Il tema non è nuovo, ma la Ferrante sa entrare in profondità nell’animo di una donna, analizzando quello che si prova nel momento dell’abbandono: il “che cos’ha lei più di me?”, l’isterismo, la perdita di contatto con la realtà, l’introspezione ossessiva alla ricerca nel passato dei segnali del proprio fallimento, lo smarrimento, la graduale accettazione, il disincanto, la condanna del compagno e la disanima generale di tutti i sentimenti…

“…il dolore si è distillato, mi ha avvilita ma non mi ha spezzata.”

“Sì, ero stupida. I canali dei sensi si erano chiusi, non vi scorreva più il flusso della vita chissà da quando. Che errore era stato chiudere il significato della mia esistenza nei riti che Mario mi offriva con prudente trasporto coniugale. Che errore era stato affidare il senso di me alle sue gratificazioni, ai suoi entusiasmi, al percorso sempre più fruttuoso della sua vita. Che errore, soprattutto, era stato credere di non poter vivere senza di lui, quando da tempo non era affatto certa che con lui fosse vita.”

“Esistere è questo, pensai, un sussulto di gioia, una fitta di dolore, un piacere intenso, vene che pulsano sotto la pelle, non c’è nient’altro di vero da raccontare.”

Elena Ferrante è una scrittrice nata e cresciuta a Napoli. Ha fatto studi classici. Di lei non si sa quasi nulla ed è opinione diffusa che il suo nome sia in realtà uno pseudonimo. É autrice dell’Amore molesto, da cui Mario Martone ha tratto il film omonimo. Da I giorni dell’abbandono è stata realizzata la pellicola di Roberto Faenza. Nel saggio La frantumaglia (2003) racconta la sua esperienza di scrittrice: questo volume nasce per soddisfare la curiosità del pubblico nei confronti dell’anonima autrice. In esso sono raccolte le lettere della Ferrante al suo editore, le poche interviste e le corrispondenze con lettori d’eccezione. Sua funzione principale è far comprendere al lettore i motivi che spingono l’autrice a rimanere nell’oscurità. La scrittrice parla di desiderio di autoconservazione del proprio privato, di necessità di mantenere una certa distanza e non prestarsi ai giochi giornalistici che spingono gli scrittori ad apparire come ritengono che il pubblico si aspetti. La Ferrante è fermamente convinta che i suoi libri non abbiano bisogno di una sua foto in copertina né di presentazioni promozionali: devono essere percepiti come “organismi autosufficienti”, a cui la presenza dell’autrice non potrebbe aggiungere nulla di decisivo.

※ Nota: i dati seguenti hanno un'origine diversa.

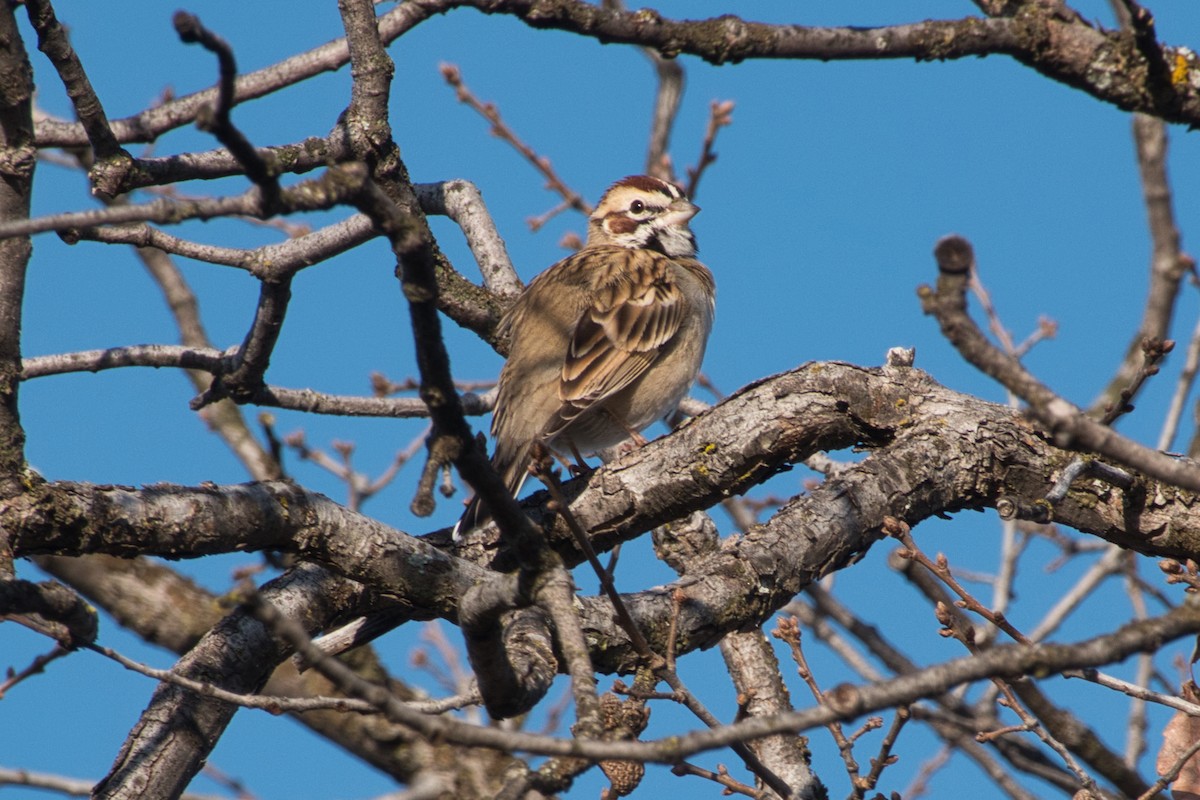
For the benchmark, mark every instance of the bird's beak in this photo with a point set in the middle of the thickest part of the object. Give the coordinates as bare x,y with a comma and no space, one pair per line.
683,210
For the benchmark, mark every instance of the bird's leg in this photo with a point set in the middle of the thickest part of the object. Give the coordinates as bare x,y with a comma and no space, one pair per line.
635,435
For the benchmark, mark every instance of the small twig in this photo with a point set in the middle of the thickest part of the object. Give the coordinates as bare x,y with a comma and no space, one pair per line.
453,76
1182,389
1153,350
1081,467
789,631
720,115
720,776
227,781
885,758
941,569
36,667
1169,776
273,704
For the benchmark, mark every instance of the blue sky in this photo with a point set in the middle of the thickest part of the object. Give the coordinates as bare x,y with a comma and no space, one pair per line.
832,186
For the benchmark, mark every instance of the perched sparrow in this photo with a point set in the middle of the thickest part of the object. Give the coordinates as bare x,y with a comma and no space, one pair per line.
609,340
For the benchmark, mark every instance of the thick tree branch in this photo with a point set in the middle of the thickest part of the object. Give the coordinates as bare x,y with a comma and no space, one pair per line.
17,170
943,457
1069,426
1060,44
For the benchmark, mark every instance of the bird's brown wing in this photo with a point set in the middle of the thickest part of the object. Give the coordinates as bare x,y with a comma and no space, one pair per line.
636,310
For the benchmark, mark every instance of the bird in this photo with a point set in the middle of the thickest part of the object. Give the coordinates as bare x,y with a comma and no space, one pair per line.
607,340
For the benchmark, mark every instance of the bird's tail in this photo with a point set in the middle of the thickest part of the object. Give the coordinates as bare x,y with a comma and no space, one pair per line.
514,469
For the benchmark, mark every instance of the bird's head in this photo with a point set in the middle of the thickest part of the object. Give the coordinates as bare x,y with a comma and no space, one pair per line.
645,212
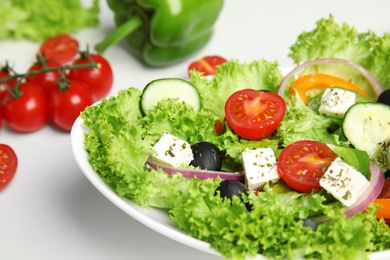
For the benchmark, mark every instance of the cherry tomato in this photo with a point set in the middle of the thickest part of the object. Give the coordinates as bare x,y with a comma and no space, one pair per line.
63,48
66,105
207,65
254,114
29,112
98,79
302,164
4,73
8,165
47,80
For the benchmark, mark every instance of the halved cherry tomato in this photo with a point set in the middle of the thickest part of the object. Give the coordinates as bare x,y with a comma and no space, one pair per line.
47,80
207,65
29,112
8,165
99,80
306,83
62,48
302,164
254,114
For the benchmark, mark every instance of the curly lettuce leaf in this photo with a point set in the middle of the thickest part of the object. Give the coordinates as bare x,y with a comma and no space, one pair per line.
302,123
330,39
40,19
271,228
233,76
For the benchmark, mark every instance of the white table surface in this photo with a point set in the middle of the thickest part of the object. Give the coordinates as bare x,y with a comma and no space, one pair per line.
51,211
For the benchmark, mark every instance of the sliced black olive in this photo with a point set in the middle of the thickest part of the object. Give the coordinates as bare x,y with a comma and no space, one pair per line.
207,156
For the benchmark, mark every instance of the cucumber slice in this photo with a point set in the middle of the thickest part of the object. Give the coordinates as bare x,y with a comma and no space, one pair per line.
365,125
165,88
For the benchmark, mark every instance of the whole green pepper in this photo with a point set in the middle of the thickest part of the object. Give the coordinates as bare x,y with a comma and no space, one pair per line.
162,32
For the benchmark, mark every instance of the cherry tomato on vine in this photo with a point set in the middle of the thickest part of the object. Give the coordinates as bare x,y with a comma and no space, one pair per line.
62,48
207,65
47,80
302,164
28,112
8,163
98,79
4,73
254,114
66,104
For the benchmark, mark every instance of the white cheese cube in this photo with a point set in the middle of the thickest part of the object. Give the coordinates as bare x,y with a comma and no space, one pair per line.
335,102
344,182
173,151
259,167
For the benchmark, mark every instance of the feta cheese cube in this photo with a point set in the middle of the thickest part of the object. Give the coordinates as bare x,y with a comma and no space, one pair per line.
335,102
344,182
259,167
173,151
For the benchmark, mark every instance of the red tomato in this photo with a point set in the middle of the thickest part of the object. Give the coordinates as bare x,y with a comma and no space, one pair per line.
29,112
98,79
8,165
385,193
302,164
254,114
8,84
207,65
62,48
66,105
47,80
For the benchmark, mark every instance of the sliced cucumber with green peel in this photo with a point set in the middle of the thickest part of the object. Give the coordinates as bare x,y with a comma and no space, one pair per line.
365,125
165,88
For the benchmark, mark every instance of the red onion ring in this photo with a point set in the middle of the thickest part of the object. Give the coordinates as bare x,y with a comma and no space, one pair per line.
191,173
377,181
377,87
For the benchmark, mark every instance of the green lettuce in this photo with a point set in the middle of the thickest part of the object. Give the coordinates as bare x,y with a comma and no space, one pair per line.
119,140
272,227
302,123
330,39
40,19
233,76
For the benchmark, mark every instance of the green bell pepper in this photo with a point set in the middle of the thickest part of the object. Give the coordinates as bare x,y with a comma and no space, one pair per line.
162,32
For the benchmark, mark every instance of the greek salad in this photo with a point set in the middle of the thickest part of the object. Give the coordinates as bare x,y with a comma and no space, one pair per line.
253,161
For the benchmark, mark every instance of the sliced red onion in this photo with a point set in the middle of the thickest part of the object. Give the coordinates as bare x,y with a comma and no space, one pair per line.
371,79
191,173
377,181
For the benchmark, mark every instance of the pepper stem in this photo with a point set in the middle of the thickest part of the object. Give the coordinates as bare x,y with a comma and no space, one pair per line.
119,33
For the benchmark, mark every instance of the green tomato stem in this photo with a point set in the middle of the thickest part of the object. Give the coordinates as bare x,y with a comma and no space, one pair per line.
119,33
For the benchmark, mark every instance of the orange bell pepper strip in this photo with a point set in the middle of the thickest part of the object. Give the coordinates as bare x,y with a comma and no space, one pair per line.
309,82
384,211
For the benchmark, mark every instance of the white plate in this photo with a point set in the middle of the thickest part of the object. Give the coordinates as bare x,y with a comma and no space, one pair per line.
156,219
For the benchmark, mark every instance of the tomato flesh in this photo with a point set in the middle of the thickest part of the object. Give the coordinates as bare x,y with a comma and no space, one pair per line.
207,65
8,165
254,114
302,164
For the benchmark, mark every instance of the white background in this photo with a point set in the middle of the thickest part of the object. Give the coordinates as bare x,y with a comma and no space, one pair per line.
51,211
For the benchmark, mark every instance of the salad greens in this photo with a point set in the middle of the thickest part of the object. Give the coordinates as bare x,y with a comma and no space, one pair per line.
120,138
40,19
330,39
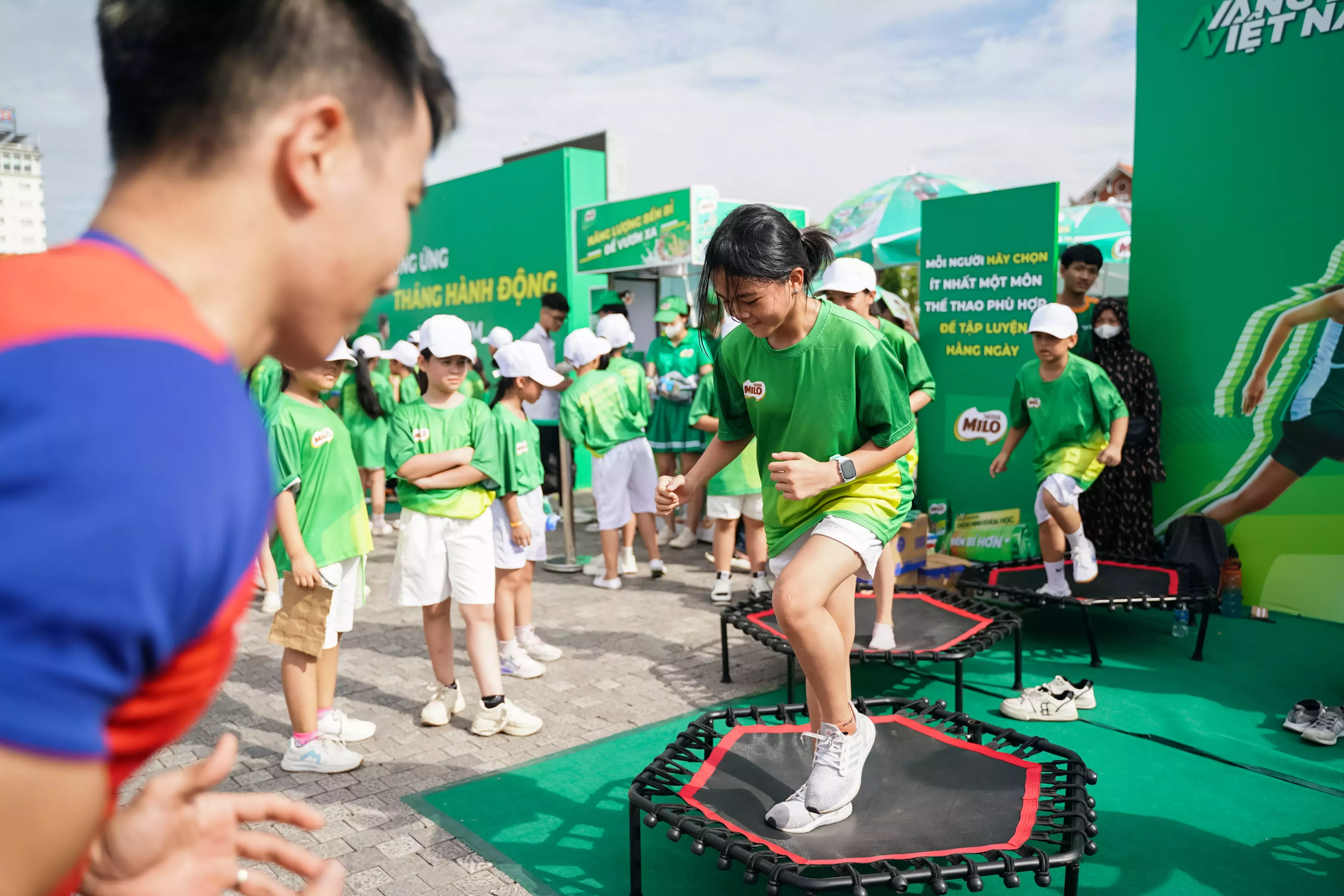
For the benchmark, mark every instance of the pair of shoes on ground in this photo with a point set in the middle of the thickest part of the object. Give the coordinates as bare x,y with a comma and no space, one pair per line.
507,718
837,776
1058,700
1316,722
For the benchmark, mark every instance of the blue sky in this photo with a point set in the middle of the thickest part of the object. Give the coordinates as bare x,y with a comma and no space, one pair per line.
795,101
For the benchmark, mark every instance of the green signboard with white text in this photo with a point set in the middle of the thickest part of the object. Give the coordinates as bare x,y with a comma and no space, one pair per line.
987,263
1241,213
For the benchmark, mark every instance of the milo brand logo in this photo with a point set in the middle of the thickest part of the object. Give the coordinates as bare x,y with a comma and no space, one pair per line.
975,424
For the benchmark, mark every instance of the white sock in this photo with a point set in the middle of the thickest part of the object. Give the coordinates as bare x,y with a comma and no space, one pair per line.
1074,538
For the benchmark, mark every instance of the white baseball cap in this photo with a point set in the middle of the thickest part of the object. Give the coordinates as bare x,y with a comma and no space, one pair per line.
1054,319
498,339
584,347
445,336
340,354
616,330
850,276
526,359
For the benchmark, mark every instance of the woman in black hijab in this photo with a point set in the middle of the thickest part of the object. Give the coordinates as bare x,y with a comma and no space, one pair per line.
1119,508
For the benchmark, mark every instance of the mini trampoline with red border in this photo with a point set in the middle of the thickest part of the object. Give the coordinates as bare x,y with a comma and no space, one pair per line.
940,790
1121,584
932,625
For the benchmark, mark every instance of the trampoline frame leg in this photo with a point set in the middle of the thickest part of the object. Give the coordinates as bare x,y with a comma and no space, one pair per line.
1092,636
636,857
724,651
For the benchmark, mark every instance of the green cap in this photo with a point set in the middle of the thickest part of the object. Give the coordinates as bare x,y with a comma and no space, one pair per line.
670,308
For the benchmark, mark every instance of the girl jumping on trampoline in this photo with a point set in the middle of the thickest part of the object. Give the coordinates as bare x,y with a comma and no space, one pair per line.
827,402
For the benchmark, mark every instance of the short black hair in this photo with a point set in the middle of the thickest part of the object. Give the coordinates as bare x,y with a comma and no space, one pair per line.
1085,253
191,74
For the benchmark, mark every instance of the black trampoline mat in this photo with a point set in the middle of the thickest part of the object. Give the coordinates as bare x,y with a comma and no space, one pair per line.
1115,581
921,622
924,794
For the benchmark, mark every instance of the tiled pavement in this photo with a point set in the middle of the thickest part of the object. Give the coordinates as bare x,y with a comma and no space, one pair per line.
633,657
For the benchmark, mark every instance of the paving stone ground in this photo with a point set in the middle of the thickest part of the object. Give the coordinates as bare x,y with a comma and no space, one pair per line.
632,657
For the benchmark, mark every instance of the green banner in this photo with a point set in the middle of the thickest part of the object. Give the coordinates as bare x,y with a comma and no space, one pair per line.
1228,95
987,263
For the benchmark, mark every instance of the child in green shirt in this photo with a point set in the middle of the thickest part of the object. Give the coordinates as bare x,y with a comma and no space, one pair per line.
600,413
445,452
323,541
1080,422
827,402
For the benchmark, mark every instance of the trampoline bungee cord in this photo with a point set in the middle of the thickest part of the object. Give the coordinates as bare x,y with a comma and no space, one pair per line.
945,798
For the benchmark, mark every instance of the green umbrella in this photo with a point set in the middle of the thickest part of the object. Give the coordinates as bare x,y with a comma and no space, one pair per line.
882,223
1103,225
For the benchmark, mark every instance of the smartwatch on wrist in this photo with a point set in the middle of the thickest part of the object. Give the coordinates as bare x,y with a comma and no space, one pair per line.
849,472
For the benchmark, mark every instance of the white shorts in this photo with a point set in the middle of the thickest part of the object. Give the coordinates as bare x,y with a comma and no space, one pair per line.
509,555
346,579
624,481
849,534
441,558
730,507
1064,488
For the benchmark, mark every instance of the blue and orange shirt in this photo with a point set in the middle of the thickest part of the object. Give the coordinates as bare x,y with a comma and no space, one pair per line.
128,524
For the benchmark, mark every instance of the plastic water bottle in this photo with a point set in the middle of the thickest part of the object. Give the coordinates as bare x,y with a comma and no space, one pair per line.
1181,627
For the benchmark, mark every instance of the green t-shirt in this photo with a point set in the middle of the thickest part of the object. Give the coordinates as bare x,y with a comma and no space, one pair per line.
521,452
599,412
423,429
1070,417
835,390
741,476
633,375
310,448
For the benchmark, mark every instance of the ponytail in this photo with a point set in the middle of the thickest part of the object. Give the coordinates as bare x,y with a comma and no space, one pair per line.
759,242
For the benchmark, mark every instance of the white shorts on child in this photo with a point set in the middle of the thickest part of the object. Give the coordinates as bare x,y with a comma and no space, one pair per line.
507,554
441,558
1064,488
730,507
624,481
847,533
346,579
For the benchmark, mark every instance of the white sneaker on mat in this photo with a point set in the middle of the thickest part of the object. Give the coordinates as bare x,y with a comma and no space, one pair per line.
506,718
792,817
338,725
444,703
324,754
838,765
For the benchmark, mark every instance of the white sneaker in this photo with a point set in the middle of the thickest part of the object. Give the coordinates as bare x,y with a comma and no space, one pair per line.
722,592
272,604
506,718
324,753
883,637
1039,705
1062,592
1085,562
349,730
445,703
517,663
683,539
838,765
792,817
538,649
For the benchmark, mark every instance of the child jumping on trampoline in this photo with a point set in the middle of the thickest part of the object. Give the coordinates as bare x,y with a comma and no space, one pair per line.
1072,405
827,402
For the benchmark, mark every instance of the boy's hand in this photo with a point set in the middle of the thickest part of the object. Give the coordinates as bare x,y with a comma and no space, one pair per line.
998,465
306,571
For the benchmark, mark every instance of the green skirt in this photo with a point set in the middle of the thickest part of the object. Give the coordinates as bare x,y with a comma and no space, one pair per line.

Nel 2006 le Edizioni E/O pubblicano il romanzo La figlia oscura, nel 2007 il racconto per bambini La spiaggia di notte e nel 2011 il primo volume dell’Amica geniale, seguito nel 2012 dal secondo volume, Storia del nuovo cognome, nel 2013 dal terzo, Storia di chi fugge e di chi resta, e nel 2014 dal quarto e ultimo, Storia della bambina perduta. Molto apprezzata in America, ha raccolto critiche positive da giornali prestigiosi, come il New Yorker.